Online: 31.05.2016 - ePaper: 01.06.2016

Geldverdienen darf nichtzulasten Dritter erfolgen

Betrifft: "Zweiter Maststall" und "Millionen Tote durch Keime" (EJZ vom 20. Mai)

Über den geplanten Maststall in Teplingen wird ausführlich auf den Seiten 1 und 3 berichtet. Dass weltweit jährlich Millionen Menschen durch antibiotikaresistente Keime ums Leben kommen, erfahren wir auf der letzten Seite aus einer Kurznotiz. Gleichwohl müssen diese Meldungen im Zusammenhang gelesen werden. Denn: Es ist unstrittig, dass in den Mastställen der größte Teil der produzierten Antibiotika eingesetzt wird und dementsprechend dort die meisten multiresistenten Keime auftreten.

Selbst der Bundesgesundheitsminister hat diese Gefahr erkannt und fordert Gegenmaßnahmen. Lübbows Bürgermeister Holz aber meint, dass alle "Befürchtungen, die beim Bau der ersten Anlage laut wurden, sich nicht bewahrheitet haben". Auf welche Erkenntnisse stützt er sich dabei? Hat er einmal beim Bauamt nachgefragt, ob die Keimbelastung in den Mastanlagen regelmäßig ermittelt wird? Tatsächlich erfolgen solche Messungen nur "anlassbezogen", das heißt im Klartext: nie.

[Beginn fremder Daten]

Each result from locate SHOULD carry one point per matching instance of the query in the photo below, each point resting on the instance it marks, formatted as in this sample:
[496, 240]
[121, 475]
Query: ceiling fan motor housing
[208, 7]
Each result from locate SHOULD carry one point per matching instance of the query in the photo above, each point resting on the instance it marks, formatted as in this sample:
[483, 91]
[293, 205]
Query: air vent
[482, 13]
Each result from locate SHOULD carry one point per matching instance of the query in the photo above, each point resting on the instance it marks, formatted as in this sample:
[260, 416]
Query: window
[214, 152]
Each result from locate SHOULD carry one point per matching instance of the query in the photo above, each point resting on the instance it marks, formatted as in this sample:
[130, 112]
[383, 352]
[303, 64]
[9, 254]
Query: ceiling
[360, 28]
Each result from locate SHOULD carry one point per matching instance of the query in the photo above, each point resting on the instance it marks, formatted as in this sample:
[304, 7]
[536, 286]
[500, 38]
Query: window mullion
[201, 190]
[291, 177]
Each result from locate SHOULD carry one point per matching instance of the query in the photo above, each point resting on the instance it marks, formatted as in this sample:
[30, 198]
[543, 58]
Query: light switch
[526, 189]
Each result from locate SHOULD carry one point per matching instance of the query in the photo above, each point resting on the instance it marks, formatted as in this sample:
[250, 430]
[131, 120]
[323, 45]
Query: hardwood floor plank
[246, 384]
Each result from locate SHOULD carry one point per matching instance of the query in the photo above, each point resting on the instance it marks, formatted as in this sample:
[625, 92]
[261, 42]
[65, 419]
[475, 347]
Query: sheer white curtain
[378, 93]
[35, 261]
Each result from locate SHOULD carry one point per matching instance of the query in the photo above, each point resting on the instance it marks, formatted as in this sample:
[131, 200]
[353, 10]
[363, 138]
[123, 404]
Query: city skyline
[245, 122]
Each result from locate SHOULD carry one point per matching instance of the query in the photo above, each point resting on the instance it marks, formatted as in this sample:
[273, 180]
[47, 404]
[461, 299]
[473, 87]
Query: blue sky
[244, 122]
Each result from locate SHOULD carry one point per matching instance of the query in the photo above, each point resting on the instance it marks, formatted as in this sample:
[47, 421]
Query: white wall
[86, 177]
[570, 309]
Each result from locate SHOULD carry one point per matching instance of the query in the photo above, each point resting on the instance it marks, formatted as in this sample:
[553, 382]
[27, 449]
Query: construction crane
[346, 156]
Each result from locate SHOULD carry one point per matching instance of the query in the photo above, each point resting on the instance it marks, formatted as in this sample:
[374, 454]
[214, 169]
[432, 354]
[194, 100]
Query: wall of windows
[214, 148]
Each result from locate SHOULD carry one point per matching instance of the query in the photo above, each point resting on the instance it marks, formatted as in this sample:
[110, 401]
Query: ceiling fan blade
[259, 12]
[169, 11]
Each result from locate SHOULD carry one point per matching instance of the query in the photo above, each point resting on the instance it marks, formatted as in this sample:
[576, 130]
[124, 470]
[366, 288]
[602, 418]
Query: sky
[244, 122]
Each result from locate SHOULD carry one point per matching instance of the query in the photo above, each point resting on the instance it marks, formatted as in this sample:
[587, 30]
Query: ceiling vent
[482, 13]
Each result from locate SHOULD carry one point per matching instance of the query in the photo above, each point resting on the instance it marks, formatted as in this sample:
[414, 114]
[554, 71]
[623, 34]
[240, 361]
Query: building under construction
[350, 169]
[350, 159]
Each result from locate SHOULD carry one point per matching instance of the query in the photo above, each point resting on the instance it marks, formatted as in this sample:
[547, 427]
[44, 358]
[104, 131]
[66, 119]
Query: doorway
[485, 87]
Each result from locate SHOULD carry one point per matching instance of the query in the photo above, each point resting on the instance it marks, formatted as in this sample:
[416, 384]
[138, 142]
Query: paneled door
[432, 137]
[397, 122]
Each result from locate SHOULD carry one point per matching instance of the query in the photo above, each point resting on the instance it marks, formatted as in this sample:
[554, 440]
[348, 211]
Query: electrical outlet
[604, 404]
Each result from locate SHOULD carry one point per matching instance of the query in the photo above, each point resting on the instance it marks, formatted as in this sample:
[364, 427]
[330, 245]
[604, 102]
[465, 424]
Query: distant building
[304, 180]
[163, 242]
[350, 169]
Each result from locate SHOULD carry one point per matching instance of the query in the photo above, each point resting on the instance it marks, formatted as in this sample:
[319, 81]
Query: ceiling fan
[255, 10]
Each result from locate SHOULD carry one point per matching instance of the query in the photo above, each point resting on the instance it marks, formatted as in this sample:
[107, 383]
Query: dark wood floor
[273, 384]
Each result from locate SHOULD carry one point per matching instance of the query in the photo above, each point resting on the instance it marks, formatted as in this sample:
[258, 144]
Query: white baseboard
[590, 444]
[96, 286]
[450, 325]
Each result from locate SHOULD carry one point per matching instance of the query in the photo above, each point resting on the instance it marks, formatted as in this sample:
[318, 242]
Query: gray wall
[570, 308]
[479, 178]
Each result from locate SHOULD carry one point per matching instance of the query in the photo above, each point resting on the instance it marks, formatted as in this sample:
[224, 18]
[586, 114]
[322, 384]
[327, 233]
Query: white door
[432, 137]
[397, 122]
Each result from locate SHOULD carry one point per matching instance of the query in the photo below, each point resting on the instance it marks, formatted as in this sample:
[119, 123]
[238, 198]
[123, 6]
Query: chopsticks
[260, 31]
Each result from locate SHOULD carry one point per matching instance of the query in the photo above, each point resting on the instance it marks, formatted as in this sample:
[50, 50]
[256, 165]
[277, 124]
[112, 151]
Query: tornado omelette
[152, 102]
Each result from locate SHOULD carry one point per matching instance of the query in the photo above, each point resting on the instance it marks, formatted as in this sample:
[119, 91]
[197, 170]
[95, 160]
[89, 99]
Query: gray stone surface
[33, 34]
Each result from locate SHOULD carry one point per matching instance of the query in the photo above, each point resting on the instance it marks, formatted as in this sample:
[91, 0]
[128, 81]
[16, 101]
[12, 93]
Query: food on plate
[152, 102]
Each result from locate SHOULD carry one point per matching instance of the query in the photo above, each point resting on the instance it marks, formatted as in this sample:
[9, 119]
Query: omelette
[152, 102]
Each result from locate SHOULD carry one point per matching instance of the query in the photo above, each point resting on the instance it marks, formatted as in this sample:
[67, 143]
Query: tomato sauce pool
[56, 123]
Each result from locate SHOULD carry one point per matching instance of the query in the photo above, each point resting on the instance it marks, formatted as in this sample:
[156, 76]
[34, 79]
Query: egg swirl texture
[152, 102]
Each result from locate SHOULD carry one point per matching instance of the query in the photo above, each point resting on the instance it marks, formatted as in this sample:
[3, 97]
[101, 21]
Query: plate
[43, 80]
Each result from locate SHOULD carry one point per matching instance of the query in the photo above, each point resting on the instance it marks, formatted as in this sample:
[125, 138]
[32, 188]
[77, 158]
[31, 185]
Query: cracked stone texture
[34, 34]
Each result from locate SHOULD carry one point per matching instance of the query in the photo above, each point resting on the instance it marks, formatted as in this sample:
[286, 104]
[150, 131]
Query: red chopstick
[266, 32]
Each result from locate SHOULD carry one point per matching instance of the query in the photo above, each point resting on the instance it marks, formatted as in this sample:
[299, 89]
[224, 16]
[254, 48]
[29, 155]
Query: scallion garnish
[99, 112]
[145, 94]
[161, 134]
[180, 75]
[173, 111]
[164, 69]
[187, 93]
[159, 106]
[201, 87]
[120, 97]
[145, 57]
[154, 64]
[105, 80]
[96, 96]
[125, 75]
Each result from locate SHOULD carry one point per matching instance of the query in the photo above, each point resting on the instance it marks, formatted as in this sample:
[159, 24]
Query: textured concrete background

Hat Herr Holz Statistiken gesichtet über die Zunahme von Krankheiten und Todesfällen, die auf multiresistente Keime zurückzuführen sind? Das Robert-Koch-Institut könnte ihm da behilflich sein. Nun ist es zwar jedem Politiker und selbstverständlich auch jedem Landwirt unbenommen, nach Herzenslust drauflos zu schwadronieren. Von einem investigativen Journalismus aber erwarte ich kritische Nachfragen. Ganz konkret: In dem Bericht über den Maststall heißt es zum Beispiel, dass der Hühnerkot in der Biogasanlage "verwertet" wird. Da müsste man doch nachfragen, ob in der Anlage die Gärreste auch sterilisiert werden. Zur Information: Die Betriebs-temperatur normaler Biogasanlagen regt Bakterien nur zur Vermehrung an; eine Hitzesterilisation ist aber sehr energieaufwändig und damit unwirtschaftlich.

Wo kommen gegebenenfalls die unsterilisierten Substrate hin? Werden sie ordnungsgemäß als Sondermüll behandelt oder werden sie gegebenenfalls zur Düngung der betriebseigenen Gemüsefelder eingesetzt? Auf dem Hintergrund dieser - von der Zeitung nicht gestellten - Fragen ist die Aussage des Landwirts zu bewerten, der Bau des zweiten Maststalls sei "wirtschaftlich lukrativ". Gegen das Geldverdienen ist grundsätzlich nichts einzuwenden. Es darf aber nicht zulasten Dritter erfolgen und schon gar nicht, wenn die Gefährdung von Leib und Leben einer unbekannten Zahl von Menschen billigend in Kauf genommen wird. Und ein Bauamt, das seinen Kontrollspielraum nicht wirklich nutzt, gerät leicht in den Verdacht, zum Handlanger kapitalkräftiger Investoren zu werden.